Wire Service
2 minute read
24 Mar 2021
3:25 pm

Time to cut the caffeine? Try these five original coffee alternatives


Coffee may be a breakfast essential or a favourite mid-morning pick-me-up but it can be bad for our health and increase cardiovascular risks.

Might be time to cut the caffeine. Picture: iStock

If coffee makes you edgy or stops you sleeping but you struggle to give it up then, fear not, because there’s a host of caffeine-free (i.e., stimulant-free) alternatives out there. And the good news is that they taste great.

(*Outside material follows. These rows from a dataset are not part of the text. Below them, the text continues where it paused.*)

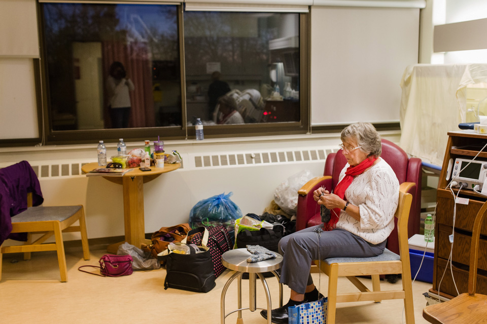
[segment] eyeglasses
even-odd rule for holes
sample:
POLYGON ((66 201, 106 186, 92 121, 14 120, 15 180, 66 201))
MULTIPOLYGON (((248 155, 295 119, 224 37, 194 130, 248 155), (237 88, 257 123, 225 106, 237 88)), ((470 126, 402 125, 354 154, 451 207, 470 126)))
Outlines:
POLYGON ((339 145, 338 147, 340 148, 340 149, 343 150, 345 152, 350 153, 351 152, 355 151, 358 148, 360 148, 362 147, 362 146, 361 145, 360 146, 357 146, 357 147, 350 147, 350 146, 345 146, 343 144, 343 143, 342 143, 339 145))
POLYGON ((122 164, 117 163, 116 162, 112 163, 110 162, 106 168, 109 168, 111 169, 122 169, 122 164))

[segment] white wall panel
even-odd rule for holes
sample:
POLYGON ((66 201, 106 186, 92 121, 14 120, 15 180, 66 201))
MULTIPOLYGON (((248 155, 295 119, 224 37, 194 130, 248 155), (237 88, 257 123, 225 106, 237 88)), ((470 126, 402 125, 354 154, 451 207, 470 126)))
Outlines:
POLYGON ((0 0, 0 57, 39 57, 36 0, 0 0))
POLYGON ((398 122, 419 10, 313 6, 311 25, 311 125, 398 122))
POLYGON ((32 59, 0 58, 0 139, 39 137, 32 59))

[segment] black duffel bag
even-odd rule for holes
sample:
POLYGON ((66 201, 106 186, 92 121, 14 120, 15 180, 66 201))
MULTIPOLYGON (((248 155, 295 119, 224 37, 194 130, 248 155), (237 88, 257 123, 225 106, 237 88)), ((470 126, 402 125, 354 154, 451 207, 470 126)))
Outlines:
POLYGON ((210 248, 205 244, 198 246, 200 250, 204 252, 196 253, 190 245, 175 244, 189 247, 190 254, 169 253, 168 248, 157 255, 159 261, 166 262, 167 273, 164 289, 175 288, 197 293, 207 293, 213 289, 216 285, 215 276, 210 248))
POLYGON ((283 237, 282 232, 262 228, 258 231, 244 229, 237 234, 237 248, 248 245, 260 245, 274 252, 279 252, 278 245, 283 237))

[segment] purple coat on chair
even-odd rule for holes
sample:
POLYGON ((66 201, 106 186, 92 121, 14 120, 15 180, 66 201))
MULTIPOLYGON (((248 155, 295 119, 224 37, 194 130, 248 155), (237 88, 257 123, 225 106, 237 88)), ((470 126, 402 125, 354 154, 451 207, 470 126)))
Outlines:
POLYGON ((32 205, 44 201, 36 173, 27 161, 0 170, 0 245, 7 238, 26 240, 25 233, 12 231, 11 217, 27 209, 27 195, 32 192, 32 205))

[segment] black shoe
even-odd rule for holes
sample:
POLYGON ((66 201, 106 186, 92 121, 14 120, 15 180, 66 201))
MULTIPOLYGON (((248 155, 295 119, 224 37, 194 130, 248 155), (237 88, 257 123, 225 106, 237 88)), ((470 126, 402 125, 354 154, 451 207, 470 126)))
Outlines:
MULTIPOLYGON (((284 305, 282 307, 279 307, 279 308, 276 308, 275 309, 272 309, 271 311, 272 315, 271 317, 271 321, 273 323, 276 323, 277 324, 288 324, 289 322, 289 315, 288 313, 288 307, 289 307, 292 306, 295 306, 296 305, 300 305, 303 303, 306 302, 306 301, 303 301, 302 302, 295 302, 292 301, 290 299, 289 301, 288 302, 287 304, 284 305), (296 303, 297 303, 296 304, 296 303)), ((266 309, 263 309, 260 311, 260 314, 262 315, 262 317, 267 319, 267 311, 266 309)))
POLYGON ((308 302, 314 302, 320 300, 324 296, 321 293, 319 293, 318 290, 315 288, 312 291, 304 294, 304 300, 307 300, 308 302))

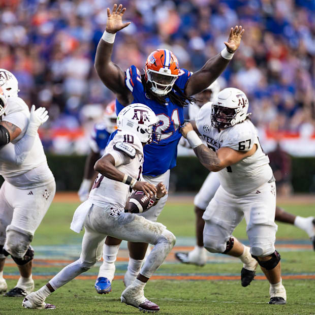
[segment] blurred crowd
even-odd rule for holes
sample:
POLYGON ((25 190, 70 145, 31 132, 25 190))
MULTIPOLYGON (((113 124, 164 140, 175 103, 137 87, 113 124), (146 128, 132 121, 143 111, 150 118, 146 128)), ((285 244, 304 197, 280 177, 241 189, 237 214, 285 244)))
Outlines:
MULTIPOLYGON (((28 105, 48 108, 42 135, 48 149, 85 152, 86 141, 69 146, 69 135, 87 133, 114 98, 93 66, 106 8, 115 2, 0 0, 0 68, 16 76, 28 105)), ((230 28, 241 24, 242 43, 220 78, 222 86, 247 94, 260 128, 315 131, 313 0, 120 3, 127 8, 124 20, 132 22, 115 42, 113 59, 123 70, 131 65, 141 69, 150 52, 164 47, 181 68, 196 71, 224 47, 230 28)))

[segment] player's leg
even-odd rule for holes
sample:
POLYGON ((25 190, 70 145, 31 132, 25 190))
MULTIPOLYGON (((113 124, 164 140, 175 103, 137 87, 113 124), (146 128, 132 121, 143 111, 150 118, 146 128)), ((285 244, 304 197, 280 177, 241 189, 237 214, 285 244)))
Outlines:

Coffee may be a breakfast essential or a favourite mid-morning pick-me-up but, according to an American study, drinking more than four cups a day could be bad for our health and increase cardiovascular risks. It can also lead to sleep issues. Maybe it’s time to check out some of these alternatives.

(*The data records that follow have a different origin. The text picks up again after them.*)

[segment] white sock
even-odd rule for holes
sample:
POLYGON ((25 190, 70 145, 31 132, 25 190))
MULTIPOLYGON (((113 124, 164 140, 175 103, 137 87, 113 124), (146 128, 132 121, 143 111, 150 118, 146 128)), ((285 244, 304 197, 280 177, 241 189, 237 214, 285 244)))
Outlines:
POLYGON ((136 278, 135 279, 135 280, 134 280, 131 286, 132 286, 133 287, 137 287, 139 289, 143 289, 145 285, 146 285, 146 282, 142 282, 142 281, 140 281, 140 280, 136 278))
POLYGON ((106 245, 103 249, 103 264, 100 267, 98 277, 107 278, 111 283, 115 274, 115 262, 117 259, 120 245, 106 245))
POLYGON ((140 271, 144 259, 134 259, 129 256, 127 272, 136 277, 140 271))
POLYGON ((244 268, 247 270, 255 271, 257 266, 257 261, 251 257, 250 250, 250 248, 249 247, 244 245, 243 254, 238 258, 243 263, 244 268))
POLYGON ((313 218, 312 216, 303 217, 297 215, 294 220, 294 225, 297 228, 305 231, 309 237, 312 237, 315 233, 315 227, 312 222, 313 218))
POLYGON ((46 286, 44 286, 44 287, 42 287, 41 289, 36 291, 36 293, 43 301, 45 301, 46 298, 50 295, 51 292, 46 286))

ALSO READ: How to cook with Rooibos, according to celebrity foodies

Rooibos tea

With its ocher shade and fruity flavour, this drink — also known as redbush tea — is a herbal tea that’s commonly prepared in the same way as regular black tea. As well as being packed with antioxidants, rooibos contains neither caffeine nor theine, making it a perfect partner for anyone looking to cut their consumption of stimulants.

Masala chai

This tea-based drink has a smooth and spicy flavour. It is made using black tea (preferably Darjeeling), to which is added cardamom, cloves and cinnamon — and sometimes even grated ginger — before finishing with a splash of milk. Don’t forget to filter the concoction before you drink it. This aromatic drink is so full of flavour, it’s enough to make you forget all about boring old coffee.

Chicory coffee

This drink, often associated with northern France, is made from the chicory plant or, more precisely, cichorium intybus root. It is then processed like coffee beans. After being dried, it is roasted, then ground and flavoured. The powder is then mixed with water or milk to be drunk like coffee, but without the caffeine.

Barley coffee

It’s what the Italians call “caffè d’orzo” and, like chicory coffee, this drink largely became known during World War II as a coffee substitute during times of shortages and rationing. Its slightly bitter taste is somewhat reminiscent of its caffeine-filled cousin, combined with a slight hint of hazelnut or toasted bread. It can be drunk as an instant coffee concoction by mixing a teaspoon of it with water. Otherwise, it can be prepared using a regular coffee maker. Note that spelt coffee is also available.


You’ve heard of lattes and smoothies, now get ready to sample superlattes. These mixed drinks are made from plant milk (almond, coconut, oat, rice) blended with fruit, vegetables and spices. Add a spoonful of honey or agave syrup to sweeten the taste.